Last night we watched my favorite movie THE GODFATHER, which Alan had never seen. Which Alan had never seen. Which (did I say this before?) Alan had never seen. And there was one place where Michael Corleone, played by Robert DeNiro,(okay, sp) turned and said -- "No", only it came out sounding something like Alan's "no" - kind of like --"nya"--something like that - and we both caught it - and today Alan called and said he just sent Deniro some kind of legal-suit-form for stealing his "nya".....and I laughed.

I could tell you.

People tell me I look happier. Steadier. Realer. Calmer. My psychiatric supervisor has yanked me (okay, weaned me) off antidepressants I've been on since Jim died. I am most interested in all this. I AM happy, but I have NO idea what the hell it is people are talking about. What was I doing, walking around looking unhappy, unsteady, unreal and frenzied? Could no one have told me? I look ten pounds fatter, is what I look. Food will do that for you. Or maybe it's the bagel machine, I don't know.

Or maybe it's laughter.

I could tell you more but I'm tired and I need to go to bed.

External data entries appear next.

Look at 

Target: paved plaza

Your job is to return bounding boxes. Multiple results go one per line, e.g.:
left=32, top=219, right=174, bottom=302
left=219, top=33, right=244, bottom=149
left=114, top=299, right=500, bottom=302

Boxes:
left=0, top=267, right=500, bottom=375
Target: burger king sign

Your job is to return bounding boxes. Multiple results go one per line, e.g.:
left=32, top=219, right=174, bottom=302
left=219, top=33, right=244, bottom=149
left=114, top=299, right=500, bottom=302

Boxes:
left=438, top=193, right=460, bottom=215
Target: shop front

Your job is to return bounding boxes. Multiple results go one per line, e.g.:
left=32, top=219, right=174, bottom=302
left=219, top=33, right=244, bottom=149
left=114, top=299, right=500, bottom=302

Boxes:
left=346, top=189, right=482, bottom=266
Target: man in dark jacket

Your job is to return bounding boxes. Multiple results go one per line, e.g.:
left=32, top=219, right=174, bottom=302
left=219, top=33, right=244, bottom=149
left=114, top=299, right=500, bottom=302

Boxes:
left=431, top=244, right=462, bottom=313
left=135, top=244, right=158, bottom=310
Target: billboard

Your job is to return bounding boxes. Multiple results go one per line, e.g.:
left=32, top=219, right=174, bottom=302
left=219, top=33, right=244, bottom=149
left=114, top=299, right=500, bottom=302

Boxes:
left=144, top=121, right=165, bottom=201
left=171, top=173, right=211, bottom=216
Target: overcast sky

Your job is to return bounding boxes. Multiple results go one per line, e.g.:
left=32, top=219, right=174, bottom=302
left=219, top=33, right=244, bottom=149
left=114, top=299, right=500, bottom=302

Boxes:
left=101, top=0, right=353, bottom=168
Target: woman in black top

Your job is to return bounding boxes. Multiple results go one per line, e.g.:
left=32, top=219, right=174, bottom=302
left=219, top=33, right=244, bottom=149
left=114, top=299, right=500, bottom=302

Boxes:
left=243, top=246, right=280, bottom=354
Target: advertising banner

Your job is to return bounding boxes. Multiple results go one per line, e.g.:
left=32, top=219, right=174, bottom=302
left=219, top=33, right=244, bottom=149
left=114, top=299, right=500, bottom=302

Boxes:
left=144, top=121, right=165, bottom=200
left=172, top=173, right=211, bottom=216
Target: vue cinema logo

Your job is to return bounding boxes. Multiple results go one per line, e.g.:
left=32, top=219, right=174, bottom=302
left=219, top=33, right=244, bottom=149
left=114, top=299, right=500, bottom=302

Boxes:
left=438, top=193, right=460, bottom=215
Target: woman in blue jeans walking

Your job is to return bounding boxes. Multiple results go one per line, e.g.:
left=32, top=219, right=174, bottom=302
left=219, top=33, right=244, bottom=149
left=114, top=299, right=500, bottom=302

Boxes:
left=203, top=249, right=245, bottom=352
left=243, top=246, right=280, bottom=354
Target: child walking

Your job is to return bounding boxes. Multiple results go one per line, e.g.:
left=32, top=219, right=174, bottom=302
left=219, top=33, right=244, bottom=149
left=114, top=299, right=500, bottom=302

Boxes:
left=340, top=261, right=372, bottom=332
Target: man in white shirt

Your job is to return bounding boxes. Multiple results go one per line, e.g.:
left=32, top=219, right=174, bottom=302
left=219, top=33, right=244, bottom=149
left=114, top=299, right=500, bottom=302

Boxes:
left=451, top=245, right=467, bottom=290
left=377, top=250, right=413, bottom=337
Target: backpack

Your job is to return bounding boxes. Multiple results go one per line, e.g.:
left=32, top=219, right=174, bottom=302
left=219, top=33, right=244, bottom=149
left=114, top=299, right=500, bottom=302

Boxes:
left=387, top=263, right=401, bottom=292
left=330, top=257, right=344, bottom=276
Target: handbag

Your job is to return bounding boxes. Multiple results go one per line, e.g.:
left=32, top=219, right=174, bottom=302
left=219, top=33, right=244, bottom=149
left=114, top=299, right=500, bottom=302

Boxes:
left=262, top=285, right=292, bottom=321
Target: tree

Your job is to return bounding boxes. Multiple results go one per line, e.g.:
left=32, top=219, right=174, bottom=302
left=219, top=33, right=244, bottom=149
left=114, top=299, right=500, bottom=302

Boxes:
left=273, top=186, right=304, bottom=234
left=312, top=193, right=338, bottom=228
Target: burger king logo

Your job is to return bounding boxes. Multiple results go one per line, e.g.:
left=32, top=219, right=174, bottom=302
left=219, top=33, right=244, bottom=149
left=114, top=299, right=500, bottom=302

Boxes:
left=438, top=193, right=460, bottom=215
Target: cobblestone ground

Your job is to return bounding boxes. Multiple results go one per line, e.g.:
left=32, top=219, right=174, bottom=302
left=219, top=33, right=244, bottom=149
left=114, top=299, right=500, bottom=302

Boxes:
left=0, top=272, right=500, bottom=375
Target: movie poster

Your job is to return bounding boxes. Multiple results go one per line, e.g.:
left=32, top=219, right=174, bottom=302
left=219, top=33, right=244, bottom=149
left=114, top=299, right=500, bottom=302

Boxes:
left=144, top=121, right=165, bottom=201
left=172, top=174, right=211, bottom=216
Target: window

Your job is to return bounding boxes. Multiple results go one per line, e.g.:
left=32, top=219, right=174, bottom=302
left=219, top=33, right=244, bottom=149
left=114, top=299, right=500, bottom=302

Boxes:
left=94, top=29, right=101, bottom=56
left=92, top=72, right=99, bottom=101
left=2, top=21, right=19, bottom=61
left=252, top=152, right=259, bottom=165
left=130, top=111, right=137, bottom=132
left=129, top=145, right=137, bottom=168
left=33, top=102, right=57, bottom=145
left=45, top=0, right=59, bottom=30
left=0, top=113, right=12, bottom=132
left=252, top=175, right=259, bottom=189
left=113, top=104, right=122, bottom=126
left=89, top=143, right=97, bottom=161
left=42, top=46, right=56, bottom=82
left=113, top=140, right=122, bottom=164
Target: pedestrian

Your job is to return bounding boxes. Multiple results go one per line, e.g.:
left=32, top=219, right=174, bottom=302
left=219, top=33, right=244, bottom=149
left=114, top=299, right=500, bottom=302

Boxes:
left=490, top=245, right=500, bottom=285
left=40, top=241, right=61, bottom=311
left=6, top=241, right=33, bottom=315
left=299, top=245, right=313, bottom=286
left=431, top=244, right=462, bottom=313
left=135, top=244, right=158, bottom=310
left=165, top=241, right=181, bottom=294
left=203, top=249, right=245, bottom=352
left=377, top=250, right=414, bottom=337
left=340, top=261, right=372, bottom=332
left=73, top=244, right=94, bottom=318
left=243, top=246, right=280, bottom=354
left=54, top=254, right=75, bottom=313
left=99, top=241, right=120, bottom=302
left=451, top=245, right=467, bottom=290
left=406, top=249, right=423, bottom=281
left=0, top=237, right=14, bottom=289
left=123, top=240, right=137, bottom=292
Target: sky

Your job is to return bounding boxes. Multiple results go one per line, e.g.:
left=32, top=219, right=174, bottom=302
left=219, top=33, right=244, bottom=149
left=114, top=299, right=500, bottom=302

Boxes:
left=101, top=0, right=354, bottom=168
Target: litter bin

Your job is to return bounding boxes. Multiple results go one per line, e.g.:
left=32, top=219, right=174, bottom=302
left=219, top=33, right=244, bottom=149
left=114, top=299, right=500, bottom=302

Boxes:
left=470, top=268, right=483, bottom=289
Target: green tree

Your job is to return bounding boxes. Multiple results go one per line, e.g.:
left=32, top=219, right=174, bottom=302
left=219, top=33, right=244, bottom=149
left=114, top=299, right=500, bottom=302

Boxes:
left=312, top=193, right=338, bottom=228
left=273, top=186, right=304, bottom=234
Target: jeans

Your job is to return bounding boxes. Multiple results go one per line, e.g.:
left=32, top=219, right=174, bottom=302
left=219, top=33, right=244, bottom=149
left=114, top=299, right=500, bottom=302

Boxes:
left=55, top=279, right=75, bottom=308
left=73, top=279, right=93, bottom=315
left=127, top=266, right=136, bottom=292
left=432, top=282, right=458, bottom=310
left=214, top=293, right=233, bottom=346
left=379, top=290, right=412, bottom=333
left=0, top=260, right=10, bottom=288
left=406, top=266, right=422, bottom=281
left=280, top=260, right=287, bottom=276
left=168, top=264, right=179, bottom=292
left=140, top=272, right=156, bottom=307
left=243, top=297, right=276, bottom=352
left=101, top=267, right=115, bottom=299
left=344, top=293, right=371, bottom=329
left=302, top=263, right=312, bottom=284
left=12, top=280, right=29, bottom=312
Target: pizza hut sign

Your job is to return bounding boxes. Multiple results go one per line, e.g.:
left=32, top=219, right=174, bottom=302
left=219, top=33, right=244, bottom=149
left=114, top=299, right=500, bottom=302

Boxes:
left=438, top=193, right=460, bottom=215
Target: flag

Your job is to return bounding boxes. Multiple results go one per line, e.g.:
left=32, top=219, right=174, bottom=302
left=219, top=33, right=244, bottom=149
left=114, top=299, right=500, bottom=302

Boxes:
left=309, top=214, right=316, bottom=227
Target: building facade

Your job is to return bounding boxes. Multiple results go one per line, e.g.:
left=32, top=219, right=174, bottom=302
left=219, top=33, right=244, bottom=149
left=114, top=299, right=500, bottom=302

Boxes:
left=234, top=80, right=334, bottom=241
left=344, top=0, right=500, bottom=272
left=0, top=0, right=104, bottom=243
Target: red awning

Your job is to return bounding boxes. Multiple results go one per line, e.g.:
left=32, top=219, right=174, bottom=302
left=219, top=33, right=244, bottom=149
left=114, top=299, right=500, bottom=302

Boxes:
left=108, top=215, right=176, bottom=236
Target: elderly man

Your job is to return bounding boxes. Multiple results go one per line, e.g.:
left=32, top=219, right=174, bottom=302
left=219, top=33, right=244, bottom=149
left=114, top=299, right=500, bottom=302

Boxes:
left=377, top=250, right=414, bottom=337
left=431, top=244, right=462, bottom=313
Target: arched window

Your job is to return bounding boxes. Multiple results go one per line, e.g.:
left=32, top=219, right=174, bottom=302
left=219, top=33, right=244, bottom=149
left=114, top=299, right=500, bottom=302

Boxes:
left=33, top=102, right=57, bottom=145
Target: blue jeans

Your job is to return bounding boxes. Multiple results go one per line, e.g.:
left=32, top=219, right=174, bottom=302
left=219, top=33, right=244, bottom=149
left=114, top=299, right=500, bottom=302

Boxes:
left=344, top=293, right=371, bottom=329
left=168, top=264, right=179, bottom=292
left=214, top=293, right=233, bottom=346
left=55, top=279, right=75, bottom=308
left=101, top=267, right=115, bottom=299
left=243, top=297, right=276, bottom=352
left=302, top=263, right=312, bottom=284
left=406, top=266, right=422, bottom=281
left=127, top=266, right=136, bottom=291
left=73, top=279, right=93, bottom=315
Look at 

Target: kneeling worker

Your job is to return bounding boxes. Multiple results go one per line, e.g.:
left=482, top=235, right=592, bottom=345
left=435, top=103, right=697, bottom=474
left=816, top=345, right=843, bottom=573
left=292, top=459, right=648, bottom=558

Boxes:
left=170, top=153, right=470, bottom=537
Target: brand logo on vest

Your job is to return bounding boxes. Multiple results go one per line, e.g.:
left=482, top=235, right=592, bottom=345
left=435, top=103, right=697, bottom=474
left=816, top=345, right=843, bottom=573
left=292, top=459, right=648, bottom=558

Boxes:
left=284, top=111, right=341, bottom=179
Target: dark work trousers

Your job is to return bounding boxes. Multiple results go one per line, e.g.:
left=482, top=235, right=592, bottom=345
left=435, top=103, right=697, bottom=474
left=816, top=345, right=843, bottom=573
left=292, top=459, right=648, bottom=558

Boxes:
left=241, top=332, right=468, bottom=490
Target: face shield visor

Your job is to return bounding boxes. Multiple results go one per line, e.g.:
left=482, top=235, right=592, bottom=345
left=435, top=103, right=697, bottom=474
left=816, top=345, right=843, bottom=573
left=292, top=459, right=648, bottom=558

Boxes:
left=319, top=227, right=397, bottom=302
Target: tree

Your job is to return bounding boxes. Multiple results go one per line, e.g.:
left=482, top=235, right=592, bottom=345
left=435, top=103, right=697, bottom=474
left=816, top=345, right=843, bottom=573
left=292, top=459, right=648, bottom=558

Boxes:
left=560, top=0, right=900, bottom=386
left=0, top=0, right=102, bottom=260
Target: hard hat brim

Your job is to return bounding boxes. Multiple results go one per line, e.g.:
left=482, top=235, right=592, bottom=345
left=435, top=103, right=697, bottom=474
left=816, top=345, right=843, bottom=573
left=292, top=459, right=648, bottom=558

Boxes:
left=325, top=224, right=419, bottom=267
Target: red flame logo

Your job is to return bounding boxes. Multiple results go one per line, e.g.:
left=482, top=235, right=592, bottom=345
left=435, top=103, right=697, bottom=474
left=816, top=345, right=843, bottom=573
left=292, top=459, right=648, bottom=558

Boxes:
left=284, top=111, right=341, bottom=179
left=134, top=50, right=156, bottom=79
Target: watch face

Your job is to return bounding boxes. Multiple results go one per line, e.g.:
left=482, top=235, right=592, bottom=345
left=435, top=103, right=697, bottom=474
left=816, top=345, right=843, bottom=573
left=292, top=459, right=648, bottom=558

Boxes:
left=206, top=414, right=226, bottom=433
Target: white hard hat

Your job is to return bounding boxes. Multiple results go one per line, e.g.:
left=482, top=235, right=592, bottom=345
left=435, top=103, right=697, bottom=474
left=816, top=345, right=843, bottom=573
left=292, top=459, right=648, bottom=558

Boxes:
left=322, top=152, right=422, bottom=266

Thanksgiving was fun. I made an apple pie with homemade pie crust. Homemade pie crust. Homemade pie crust. The kind I used to make all the time. The kind I will never make again. You hear me? Never make again. Alan's daughter, Star, is a star quality baker. I'll bet she has no trouble whatsoever making pie crust. She shoulda been here. I wouldn't have spent two hours throwing cold water on the pie dough, which lay there on my little kitchen island, looking as if it were having itself a little nervous breakdown.

Keep Hoping, and if you've lost all hope, try hopping.
Sayanara,
me

2 comments:

  1. I am thinking about that pie crust having a little nervous breakdown and LAUGHING! High-lariousness. Yes, you are all those things people are saying and we didn't tell you before about the other way, because maybe it would have sounded like advice, which you hate.